Add code to Initialize a YamlLogger and SerializedStatePublisher in Adapter::Implementation.
To handle migrating to the new API, we can rewrite the implementation in YamlSerialization.cpp to simply call the rmf_fleet_adapter::Task::[backup|restore] functions internally.

I am not sure if it makes sense to do an abstraction similar to the work done in ParticipantRegistry/AtomicOperations for schedule node logging as it would likely be (re-)implemented in the new API.

Almost definitely missed out many important considerations, but hopefully I can pick your brains if this is the general direction to move towards 🕺

Answer 10 · 2021-09-13T06:51:16.000Z

I think with how extreme the upcoming redesign is, it doesn't necessarily make sense to try to target a prototype at the current fleet adapter implementation and then try to pivot it to the new API after it's available.

Instead I think it would be more productive to target your effort at the new API with total disregard for the current fleet adapter implementation.

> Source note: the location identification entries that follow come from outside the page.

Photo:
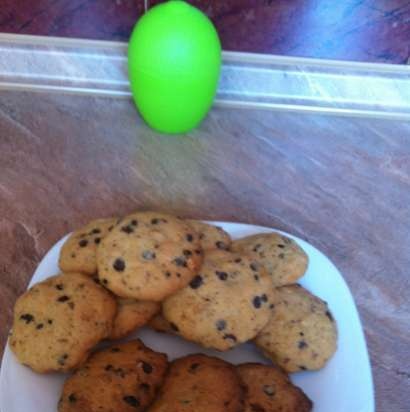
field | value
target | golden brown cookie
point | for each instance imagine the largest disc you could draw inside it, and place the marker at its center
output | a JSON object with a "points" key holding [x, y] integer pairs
{"points": [[227, 303], [211, 237], [149, 256], [284, 260], [198, 383], [132, 314], [78, 253], [58, 321], [301, 333], [123, 378], [268, 389]]}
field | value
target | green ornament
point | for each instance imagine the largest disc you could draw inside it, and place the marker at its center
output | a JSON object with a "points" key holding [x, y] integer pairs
{"points": [[174, 62]]}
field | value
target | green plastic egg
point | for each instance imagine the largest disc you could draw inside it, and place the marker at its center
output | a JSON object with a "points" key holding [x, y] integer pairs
{"points": [[174, 62]]}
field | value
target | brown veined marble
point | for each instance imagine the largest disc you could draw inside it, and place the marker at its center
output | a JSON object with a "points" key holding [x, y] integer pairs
{"points": [[343, 184], [376, 31]]}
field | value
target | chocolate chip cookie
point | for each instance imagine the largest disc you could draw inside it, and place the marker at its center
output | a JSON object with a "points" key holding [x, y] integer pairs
{"points": [[228, 302], [149, 256], [268, 389], [78, 253], [301, 333], [199, 383], [283, 258], [123, 378], [58, 321]]}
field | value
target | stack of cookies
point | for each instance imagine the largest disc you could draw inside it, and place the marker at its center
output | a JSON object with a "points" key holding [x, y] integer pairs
{"points": [[181, 277]]}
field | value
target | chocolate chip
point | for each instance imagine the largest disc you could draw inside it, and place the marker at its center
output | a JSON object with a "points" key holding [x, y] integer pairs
{"points": [[221, 245], [257, 247], [119, 265], [257, 302], [127, 229], [255, 407], [221, 275], [72, 398], [196, 282], [148, 255], [302, 344], [230, 337], [330, 316], [83, 243], [269, 390], [27, 317], [220, 324], [194, 366], [180, 261], [145, 387], [254, 266], [119, 372], [146, 367], [174, 327], [132, 401], [61, 360]]}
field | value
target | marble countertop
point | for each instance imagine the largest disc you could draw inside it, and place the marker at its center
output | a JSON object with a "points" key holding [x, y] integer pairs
{"points": [[333, 172]]}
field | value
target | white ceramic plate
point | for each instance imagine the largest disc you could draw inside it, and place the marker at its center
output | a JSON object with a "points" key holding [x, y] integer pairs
{"points": [[344, 385]]}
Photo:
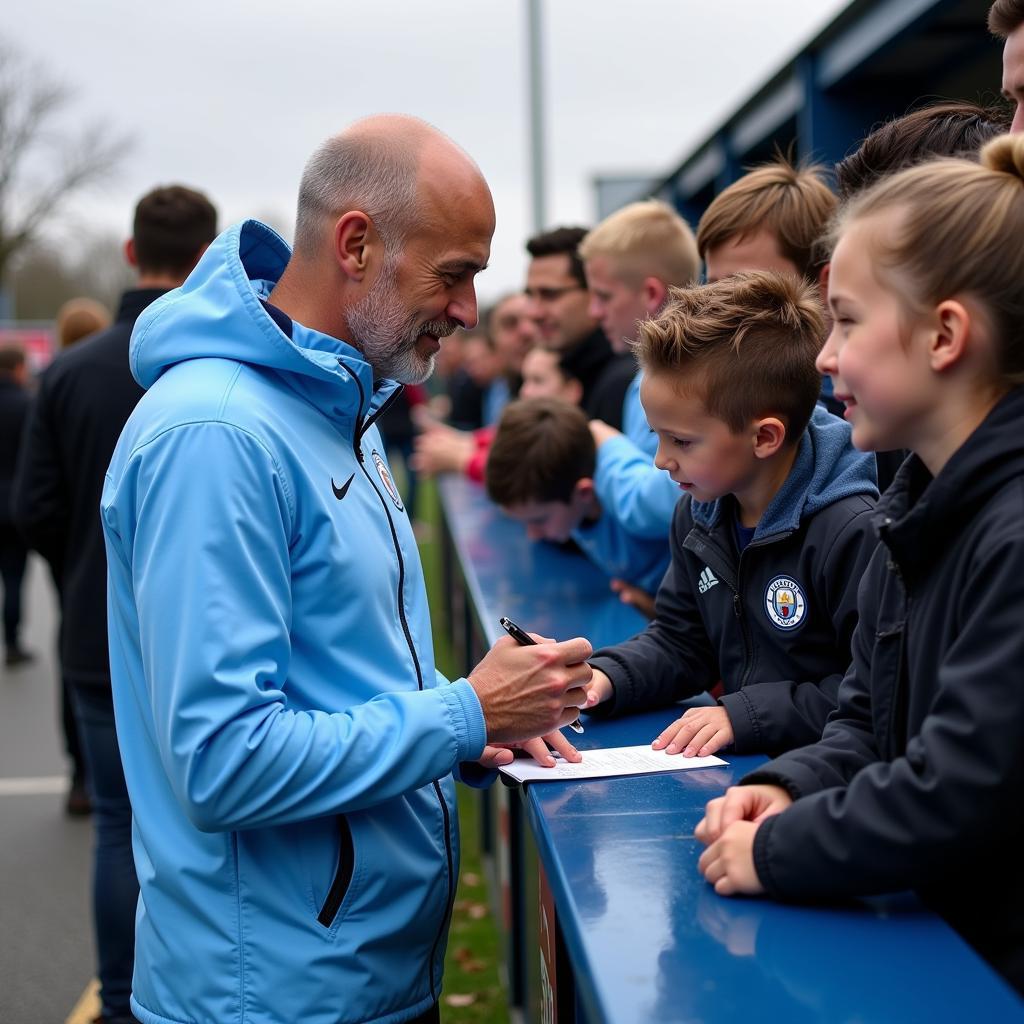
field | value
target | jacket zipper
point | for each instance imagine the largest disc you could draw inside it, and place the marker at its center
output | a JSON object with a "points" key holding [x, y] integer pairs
{"points": [[445, 814], [898, 713], [342, 877]]}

Then when we get around to reimplementing the fleet adapter for the new design, it will be with the benefit of the effort that you will have put into the fail over system.

I understand it's harder to hit a moving target (i.e. the redesign that I'm doing) than a fixed target (i.e. the existing, soon-to-be-deprecated fleet adapter implementation), but I suspect targeting the fleet adapter as-is will end up generating a lot of work that will need to be discarded because it won't fit into the redesign.

Feel free to reach out to me if you'd like some guidance on where to dig into this issue and what kind of effort could be beneficial.